DXR Language-Independent Schema

From MozillaWiki
Jump to navigation Jump to search

As DXR gains the ability to index more languages, we're going to need a non-C++-centric schema to hold the data. I don't think the existing schema is horrible, but I'm sure there are C++-isms hiding out in there. This page is a place to enumerate those isms and develop alternatives.

Strawman: jcranmer's documentation schema preview

I started work on developing a schema for the purposes of adding Doxygen-like support to DXR. The original documentation schema is focused on how to organize documentation and doesn't consider need for other DXR features, so I've extended it slightly to conform to those requirements.

The core of the schema is that everything is organized into "entities," which anything that can be reasoned about in documentation (or a cross-reference). Entities break down into four main categories as far as documentation is concerned: files (self-explanatory), namespaces (things that contain other entities but don't have a well-defined single location), aggregates (things that contain other entities but have a meaningful definition), and leaves (things that don't contain other entities). Note that entities also have kind names to distinguish between different aggregates (e.g., C++ structs/classes/macros). All entities are resolved and named by fully-qualified names, which are unique... almost.

XXX: Explain how to merge entities

From the standpoint of DXR's more advanced features, the documentation breakdown is insufficient. A more informative breakdown classifies entities into:

  • Types -- entities that represent a declarable type of a variable, like typedefs, classes, structs, etc.
  • Macros -- entities that represent things that expand into code. C++ templates are a better example here than C macros. Parameters here don't refer to specific values (e.g., they can refer to types or AST subtrees). This means that the code expanded by a macro may do things like define several types, functions, or etc.
  • Functions -- entities that can be called. Needed for the calltree support.
  • Variables -- entities that represent things that can take on values. Types may or may not be statically known (although, even in dynamic languages, we would still like to infer types if they are statically knowable).
  • Constants -- variables whose values are constant and known at compile-time (C/C++ enums, a subset of C macros, etc.)

Elasticsearch As A Storage

I'd like to get off trilite eventually, for various reasons:

  • We have to maintain it.
  • It's bound to SQLite, which imposes scalability challenges. It requires the webhead to be the one to execute the expensive queries. It can't parallelize beyond a single machine (or processor?).
  • Contributors have trouble building it and messing with LD_LIBRARY_PATH.

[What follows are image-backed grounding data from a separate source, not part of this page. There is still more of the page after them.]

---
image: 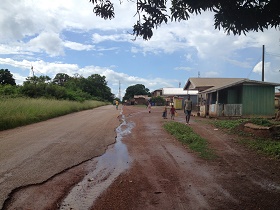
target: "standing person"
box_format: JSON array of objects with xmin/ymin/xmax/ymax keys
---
[
  {"xmin": 148, "ymin": 102, "xmax": 152, "ymax": 113},
  {"xmin": 162, "ymin": 106, "xmax": 168, "ymax": 119},
  {"xmin": 115, "ymin": 100, "xmax": 119, "ymax": 110},
  {"xmin": 169, "ymin": 105, "xmax": 177, "ymax": 120},
  {"xmin": 184, "ymin": 95, "xmax": 192, "ymax": 125}
]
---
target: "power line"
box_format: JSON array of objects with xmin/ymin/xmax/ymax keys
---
[{"xmin": 265, "ymin": 52, "xmax": 280, "ymax": 57}]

Elasticsearch is an attractive replacement, having advantages like...

  • Parallelization of even single queries
  • Redundancy
  • Already-implemented update and delete support
  • Caching of intermediate filter results. (It will transparently store the set of, say, all *.cpp files as a bitmap for quick set operations later.)
  • Suggesters for "did you mean"-type functionality
  • Sparse attribute storage

However, it lacks, out of the box, support for trigram-accelerated regex searches. It does offer some regexp query support which uses term indices and some clever enumeration to deliver non-naive performance, but I wonder if it would be enough. I don't see how you can use a term index to accelerate a regex that may span terms. I suppose you could index each line as a single term and then start every non-anchored regex search with .*, but that seems like a great way to have an enormous number of unique terms and be super slow.

Here's how we could get ES up to trilite speeds without too much trouble. If we're willing to extract trigrams ourselves, we can easily tell ES to filter down to the docs containing those, then run a regex prosaically across them. And it just so happens that Python's stdlib regex machinery is written in Python. (I couldn't believe it either.) Take a look at sre_compile.py and sre_parse.py. They literally build a Python list of instructions, like ['charset', 'groupref_ignore', ...], and then pass that to _sre.compile(), which is the only C speedup I see. Presumably, that returns a fast matcher of some kind, with guts in machine language. So, we harness that existing regex parser, extract trigrams, and go to town. This actually gives us flexibility beyond what trilite provides, in that we have the option of running non-accelerated regex queries, foolish though that may be. And we have full control over the complexity of regexes that we allow, since that isn't buried in re2 any longer. At any rate, it's something to consider.

PostgreSQL

Postgres is the other contender. As of 9.3 it supports trigram-accelerated regex searches, but they sadly hard-coded a limitation to word-like chars. We'd probably have to hack the source to circumvent that.